August 1, 1981 : The all-music channel MTV goes on air.
January 19, 1998 : Matt Drudge airs Monicagate on the Internet.

 


Evolution of the Global Media:

An analysis of the reasons behind the consolidation of global media shows that the post 1980s era has been immensely important. Until then, media companies were generally national in scope. There was a limited international trade in books, music and movies but the basic broadcasting and newspaper industries were domestically owned and regulated. Beginning in the 1980s, pressure from the IMF, World Bank and U.S. government forced many countries to deregulate and privatize their media and communication industries. The opening up of large, new markets along with new satellite and digital technologies resulted in the rise of transnational media giants.
Along with the international expansion, there was consolidation within the U.S markets also due to many reasons. One such reason was the relaxing of ownership rules by the Federal Communications Commission.

At present the global media system is dominated by a mere handful of firms. Some of them are Time Warner, Disney, Bertelsmann, Viacom, News Corporation, General Electric, Sony and Seagram. Below them there exists a second tier of some three dozen media firms. These firms have national or regional strongholds or specialize in global niche markets. Most of them are from North America and Europe with only a handful from Asia and Latin America. All the firms in the first tier are actively engaged in equity joint ventures or some other form of partnership with their competitors. Each of the first-tier media giants has joint ventures with, on average, two-thirds of the other first-tier media giants.
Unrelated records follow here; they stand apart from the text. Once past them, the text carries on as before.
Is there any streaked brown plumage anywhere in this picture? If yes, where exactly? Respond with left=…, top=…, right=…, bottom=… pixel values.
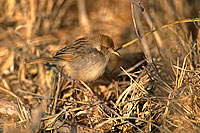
left=28, top=34, right=119, bottom=81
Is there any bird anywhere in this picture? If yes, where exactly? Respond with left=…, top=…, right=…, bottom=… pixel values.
left=27, top=34, right=120, bottom=82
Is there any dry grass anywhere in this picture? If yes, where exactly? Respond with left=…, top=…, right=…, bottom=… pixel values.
left=0, top=0, right=200, bottom=133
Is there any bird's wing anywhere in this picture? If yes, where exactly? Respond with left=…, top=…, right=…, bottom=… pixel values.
left=54, top=41, right=98, bottom=61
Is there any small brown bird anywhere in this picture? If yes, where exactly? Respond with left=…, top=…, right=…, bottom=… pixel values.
left=27, top=34, right=119, bottom=81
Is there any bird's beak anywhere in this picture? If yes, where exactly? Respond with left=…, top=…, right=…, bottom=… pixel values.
left=109, top=49, right=120, bottom=56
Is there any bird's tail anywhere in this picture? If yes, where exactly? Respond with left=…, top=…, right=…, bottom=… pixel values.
left=26, top=57, right=56, bottom=64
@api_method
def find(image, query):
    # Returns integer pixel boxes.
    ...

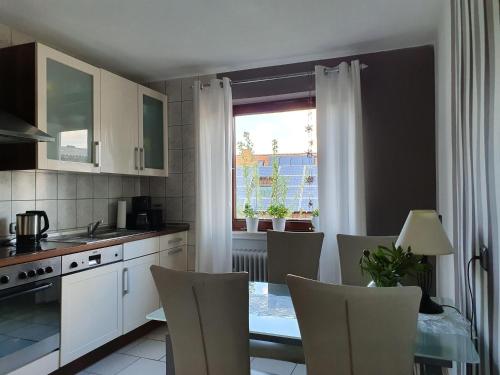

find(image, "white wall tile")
[0,171,12,201]
[57,173,76,199]
[93,175,108,198]
[108,176,122,198]
[92,199,109,224]
[12,171,35,200]
[0,201,12,236]
[35,199,57,231]
[57,199,76,230]
[35,171,57,200]
[76,199,94,228]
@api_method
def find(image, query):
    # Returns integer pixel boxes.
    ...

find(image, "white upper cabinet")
[101,70,139,174]
[36,43,102,172]
[138,85,168,176]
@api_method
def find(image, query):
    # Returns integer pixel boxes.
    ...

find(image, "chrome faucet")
[87,219,102,237]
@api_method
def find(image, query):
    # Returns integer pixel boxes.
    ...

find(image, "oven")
[0,257,61,374]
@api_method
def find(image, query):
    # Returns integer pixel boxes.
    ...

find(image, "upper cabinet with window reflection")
[0,43,168,176]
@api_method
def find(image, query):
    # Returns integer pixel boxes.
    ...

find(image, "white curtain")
[316,61,366,283]
[193,78,233,272]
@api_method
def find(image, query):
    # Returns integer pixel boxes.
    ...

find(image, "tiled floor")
[79,327,306,375]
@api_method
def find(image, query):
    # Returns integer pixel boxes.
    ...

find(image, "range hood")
[0,109,55,144]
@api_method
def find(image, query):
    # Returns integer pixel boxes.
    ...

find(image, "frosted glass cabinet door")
[37,44,100,172]
[139,86,168,176]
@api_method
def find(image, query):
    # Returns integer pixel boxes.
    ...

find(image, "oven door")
[0,276,61,374]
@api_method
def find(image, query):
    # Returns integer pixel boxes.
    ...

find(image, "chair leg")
[165,333,175,375]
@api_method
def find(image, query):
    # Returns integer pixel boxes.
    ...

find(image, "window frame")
[232,97,316,232]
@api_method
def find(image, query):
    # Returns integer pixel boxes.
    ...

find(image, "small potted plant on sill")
[359,243,427,287]
[267,203,288,232]
[311,208,319,232]
[243,203,259,233]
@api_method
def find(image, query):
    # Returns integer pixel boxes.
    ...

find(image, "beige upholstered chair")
[267,231,325,284]
[287,275,422,375]
[338,234,398,286]
[151,266,256,375]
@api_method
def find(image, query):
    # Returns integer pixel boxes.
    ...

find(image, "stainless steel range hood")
[0,109,55,144]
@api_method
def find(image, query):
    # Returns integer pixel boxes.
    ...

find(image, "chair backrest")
[337,234,398,286]
[267,231,325,284]
[287,275,421,375]
[151,266,250,375]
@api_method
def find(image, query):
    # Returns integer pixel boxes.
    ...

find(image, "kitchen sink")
[49,229,147,244]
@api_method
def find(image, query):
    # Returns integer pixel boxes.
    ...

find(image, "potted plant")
[359,243,427,287]
[267,203,288,232]
[311,208,319,232]
[243,203,259,233]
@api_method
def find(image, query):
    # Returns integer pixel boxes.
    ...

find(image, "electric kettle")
[9,211,49,244]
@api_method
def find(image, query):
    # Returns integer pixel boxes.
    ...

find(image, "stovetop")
[0,241,73,259]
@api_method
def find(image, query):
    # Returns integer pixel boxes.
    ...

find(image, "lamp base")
[419,293,444,314]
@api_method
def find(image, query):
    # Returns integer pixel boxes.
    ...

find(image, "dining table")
[146,282,479,373]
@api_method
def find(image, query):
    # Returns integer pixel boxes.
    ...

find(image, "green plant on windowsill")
[267,203,288,219]
[359,243,428,287]
[243,203,258,219]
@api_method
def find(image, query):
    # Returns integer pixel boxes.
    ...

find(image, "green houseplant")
[359,243,427,287]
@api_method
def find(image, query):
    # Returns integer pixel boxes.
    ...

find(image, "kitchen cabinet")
[138,85,168,176]
[101,70,139,174]
[123,253,160,334]
[60,262,123,366]
[0,43,101,172]
[160,232,188,271]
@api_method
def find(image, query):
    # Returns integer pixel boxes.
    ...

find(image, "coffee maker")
[127,195,163,229]
[9,211,49,249]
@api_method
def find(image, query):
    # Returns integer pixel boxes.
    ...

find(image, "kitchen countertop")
[0,224,189,267]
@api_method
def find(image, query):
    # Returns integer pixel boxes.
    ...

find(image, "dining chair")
[287,275,422,375]
[151,266,272,375]
[267,230,325,284]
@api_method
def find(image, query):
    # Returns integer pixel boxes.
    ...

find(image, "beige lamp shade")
[396,210,454,255]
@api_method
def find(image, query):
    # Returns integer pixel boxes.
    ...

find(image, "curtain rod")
[201,64,368,88]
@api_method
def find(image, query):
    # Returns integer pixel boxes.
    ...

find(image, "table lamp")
[396,210,453,314]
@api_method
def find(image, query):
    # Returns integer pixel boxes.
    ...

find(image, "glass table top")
[147,282,479,363]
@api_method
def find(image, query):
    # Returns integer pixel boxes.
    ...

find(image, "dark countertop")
[0,223,189,267]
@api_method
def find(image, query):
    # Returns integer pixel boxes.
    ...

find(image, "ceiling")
[0,0,444,81]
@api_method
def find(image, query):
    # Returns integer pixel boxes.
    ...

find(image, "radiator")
[233,249,267,281]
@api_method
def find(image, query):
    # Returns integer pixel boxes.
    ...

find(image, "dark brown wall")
[218,46,436,235]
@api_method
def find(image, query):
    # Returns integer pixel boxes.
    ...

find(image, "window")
[233,101,318,230]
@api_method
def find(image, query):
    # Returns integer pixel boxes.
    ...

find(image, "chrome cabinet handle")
[94,141,101,167]
[134,147,139,169]
[139,147,144,171]
[123,268,128,295]
[167,246,183,255]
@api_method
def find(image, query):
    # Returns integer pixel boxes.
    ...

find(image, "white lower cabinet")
[60,262,123,366]
[123,253,160,334]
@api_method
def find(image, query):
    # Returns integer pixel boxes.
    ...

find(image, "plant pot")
[245,217,259,233]
[272,217,286,232]
[311,216,320,232]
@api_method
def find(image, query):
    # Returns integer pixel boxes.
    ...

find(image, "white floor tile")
[144,324,168,341]
[85,353,138,375]
[292,363,307,375]
[120,339,166,360]
[250,358,295,375]
[118,358,167,375]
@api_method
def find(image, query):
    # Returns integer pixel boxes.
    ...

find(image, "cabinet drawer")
[123,237,160,260]
[160,232,187,250]
[160,245,187,271]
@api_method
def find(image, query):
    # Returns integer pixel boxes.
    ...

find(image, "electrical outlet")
[479,245,489,271]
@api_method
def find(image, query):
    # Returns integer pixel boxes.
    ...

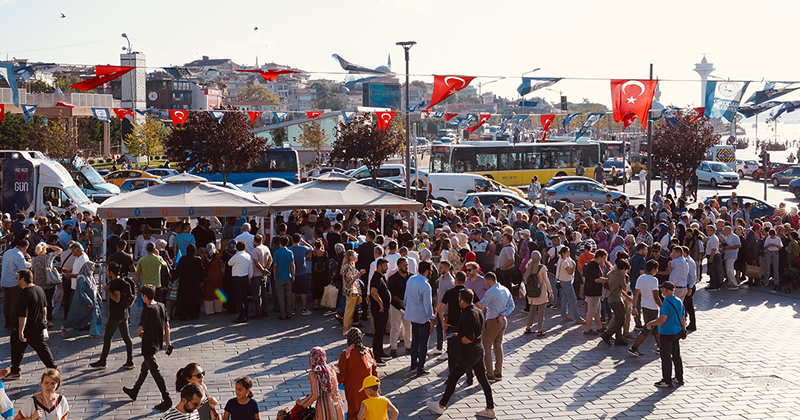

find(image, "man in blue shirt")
[645,281,686,388]
[481,272,514,382]
[289,233,311,315]
[272,236,295,321]
[403,261,434,376]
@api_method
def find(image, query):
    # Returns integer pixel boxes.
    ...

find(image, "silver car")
[542,181,628,205]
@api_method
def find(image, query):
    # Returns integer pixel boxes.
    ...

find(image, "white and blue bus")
[195,148,300,184]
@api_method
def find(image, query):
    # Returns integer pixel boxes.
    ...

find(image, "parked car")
[239,178,295,193]
[119,178,164,193]
[735,159,758,179]
[461,192,553,215]
[542,181,628,205]
[770,165,800,187]
[104,169,160,187]
[145,168,180,179]
[753,162,792,181]
[703,195,775,220]
[695,160,739,188]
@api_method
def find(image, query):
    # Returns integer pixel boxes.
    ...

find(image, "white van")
[428,173,526,205]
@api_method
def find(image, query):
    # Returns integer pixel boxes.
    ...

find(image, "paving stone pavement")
[0,282,800,420]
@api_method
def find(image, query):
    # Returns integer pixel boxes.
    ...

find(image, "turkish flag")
[169,109,188,127]
[427,74,475,109]
[236,69,300,82]
[689,106,706,123]
[375,111,394,131]
[611,80,658,128]
[539,115,556,141]
[70,66,136,91]
[247,111,262,124]
[111,108,136,121]
[467,114,492,133]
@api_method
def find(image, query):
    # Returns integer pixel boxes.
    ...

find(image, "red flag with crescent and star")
[111,108,135,121]
[427,74,475,109]
[236,69,300,82]
[247,111,263,124]
[611,80,658,128]
[689,106,706,123]
[467,114,492,133]
[539,115,556,141]
[70,66,136,91]
[169,109,187,127]
[375,111,394,131]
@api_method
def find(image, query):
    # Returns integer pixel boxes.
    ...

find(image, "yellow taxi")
[104,169,161,187]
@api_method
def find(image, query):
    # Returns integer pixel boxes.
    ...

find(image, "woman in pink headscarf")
[297,347,344,420]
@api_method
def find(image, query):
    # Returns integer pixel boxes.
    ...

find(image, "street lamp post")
[396,41,419,198]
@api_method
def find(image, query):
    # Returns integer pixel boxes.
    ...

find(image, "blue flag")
[272,111,289,124]
[705,80,750,122]
[517,77,561,96]
[561,112,581,132]
[408,101,425,112]
[22,105,39,123]
[747,82,800,105]
[208,111,225,124]
[92,108,111,123]
[575,112,605,140]
[0,63,19,107]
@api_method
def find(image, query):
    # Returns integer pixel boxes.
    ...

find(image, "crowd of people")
[0,178,800,419]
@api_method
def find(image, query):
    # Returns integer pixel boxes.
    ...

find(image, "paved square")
[0,288,800,420]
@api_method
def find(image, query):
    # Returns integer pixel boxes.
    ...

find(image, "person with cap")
[425,289,495,418]
[358,375,400,420]
[645,281,686,388]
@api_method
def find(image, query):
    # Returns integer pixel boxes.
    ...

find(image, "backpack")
[119,276,136,309]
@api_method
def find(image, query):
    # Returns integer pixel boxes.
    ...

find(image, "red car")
[753,162,793,181]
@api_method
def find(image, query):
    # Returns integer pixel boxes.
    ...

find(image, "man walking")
[478,273,514,382]
[3,270,57,380]
[122,284,172,411]
[404,261,434,376]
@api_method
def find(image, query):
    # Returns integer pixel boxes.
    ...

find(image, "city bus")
[430,139,600,186]
[195,148,300,184]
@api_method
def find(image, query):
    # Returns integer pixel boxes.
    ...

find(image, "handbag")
[320,284,339,309]
[744,264,764,279]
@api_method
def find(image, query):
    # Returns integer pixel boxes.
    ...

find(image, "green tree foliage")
[297,119,328,163]
[308,80,344,111]
[165,105,267,183]
[123,117,168,165]
[330,113,405,182]
[236,85,281,104]
[653,110,719,189]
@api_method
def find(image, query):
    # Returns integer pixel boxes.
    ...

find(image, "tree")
[165,105,267,184]
[330,113,405,183]
[236,85,281,104]
[297,119,328,164]
[123,117,167,165]
[652,110,719,194]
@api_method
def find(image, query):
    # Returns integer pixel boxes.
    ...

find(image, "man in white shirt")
[228,240,253,324]
[250,234,272,319]
[236,223,255,254]
[628,260,664,357]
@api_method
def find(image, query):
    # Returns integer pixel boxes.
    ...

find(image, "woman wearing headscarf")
[61,262,103,338]
[174,244,205,321]
[296,347,344,420]
[336,328,378,419]
[203,243,223,315]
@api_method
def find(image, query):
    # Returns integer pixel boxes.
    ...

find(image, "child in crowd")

As a result, today in the U.S, a mere six corporations control more than half of all media enterprises: books, magazines, newspapers, music, motion pictures, radio and television. Some 77 percent of the nation’s daily newspapers are part of chains. Two firms control more than half the market for 11,000 magazines. Four firms control major broadcast TV networks. Twenty-five radio groups control one-fourth of the stations and 57 percent of the revenue. Similarly, an overwhelming majority of the world’s film production, TV show production, cable channel ownership, cable and satellite system ownership, book publishing, magazine publishing and music production is controlled by these 50 firms or so and the first tier firms thoroughly dominate many of these sectors. The domination of the first tier companies can be judged from the fact that Aol Time Warner’s sales revenue is nearly 50 times that of the firms at the bottom of the second tier. Thus the global media industry has taken the form of a monopolistic oligopoly. But what were the reasons or the key drivers for this degree of concentration in the media industry. The key drivers are :

# Synergy and need for content
# Globalization of markets
# Size
# Market share
# Growth
# Cost structure
# Availability of capital
# Policy and legislation changes

By the basic nature of the industry, the profit for a global media giant can be vastly greater than the sum of the media part

In the 1980’s and 90’s, the markets were suddenly expanding beyond national and regional boundaries. The opening up of market in many countries along with the availability of funds fuelled this growth. All firms needed to move quickly and capture market shares through organic or inorganic growth. In addition the firms were trying to attain a critical size to avoid takeovers. For example, Disney and Time Warner have almost tripled in size during the 90’s.
The firms also needed a lot of content for their media vehicles. In addition, by the basic nature of the industry, the profit for a global media giant can be vastly greater than the sum of the media parts. A film, for example, can also generate a soundtrack, a book, and merchandise, and possibly spin-off TV shows, CD-ROMs, video games and amusement park rides. Therefore, the firms need to have a conglomerated holding, to sustain this advantage. A large component of the cost for the firms is the fixed cost involved in generating the content. The marginal cost of delivering the content to different geographical areas is quite low. Thus, by expanding the market globally, the firms can enjoy economy of scale.